NEW YORK — A lengthy, blistering heat wave that is blanketing the eastern half of the United States is putting significant stress on the nation's power grid as homeowners and businesses crank up their air conditioners.
Utilities say they're ready for high power demand and widespread electricity shortages or outages are unlikely. Lines and equipment are not fully taxed and there is more generating and transmission capacity available than usual because of the weak economy. There are also few major storms in the forecast, meaning fewer downed power lines.
The heat wave began a week ago in the Plains states and is expected to spread east through the weekend. It is lasting longer than most heat waves and is spread over an unusually wide area, according to Travis Hartman, the Energy Weather Manager at MDA Earthstat, which proves forecasts for utilities and other weather-dependent businesses.
Hartman predicts 90- to 100-degree weather from Chicago to Boston from Wednesday through the weekend. The Midwest is expected to see peak heat on Thursday while thermometers in eastern states will top out on Friday and Saturday. Philadelphia may break a 1957 record of 100 degrees on Friday, while Washington, D.C., is expected to reach 103, tying a record from 1926.
Texas and the southern Plains states will extend a long streak of hot weather. On Wednesday, Oklahoma was expected to suffer its 30th day of triple-digit temperatures this year.
Nationwide, today and Friday will be hotter than any time since 1950, Hartman said.
"It's going to mean elevated power demand for an extended period of time for a lot of people," he said.
To meet demand, utilities are firing up special power plants used only a few days a year, delaying scheduled maintenance in order to keep all equipment on line and testing heat-sensitive switches and other equipment with high-tech devices like thermographers that can gauge temperatures to one-tenth of a degree.
"These are the days everyone wants to have their ACs on, their computers going while they watch TV," said Jon Jipping, chief operating officer of ITC Holdings Corp., a transmission grid operator that owns grids in Iowa, Michigan and four other Midwest states. "These are the days we get ready for."

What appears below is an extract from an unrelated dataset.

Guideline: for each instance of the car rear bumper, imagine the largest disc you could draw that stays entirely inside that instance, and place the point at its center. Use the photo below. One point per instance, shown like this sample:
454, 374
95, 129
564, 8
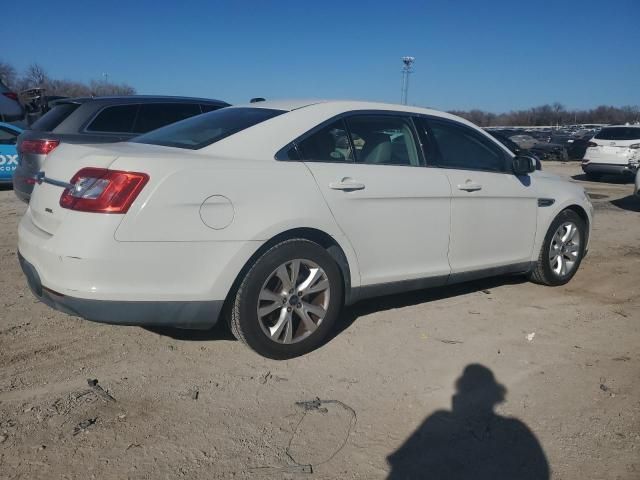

Peak demand for most utilities usually happens on a late weekday afternoon in midsummer. That's when businesses are still open but people return home, turn on their air conditioners, lights and televisions and they start cooking dinner.
Problems can arise when the grid comes under maximum strain.
Equipment can't cool off, and it can't handle as much power as usual. Lines, transformers and switches are working at full capacity and can be overwhelmed by power surges that can result from a blown piece of equipment or downed power line.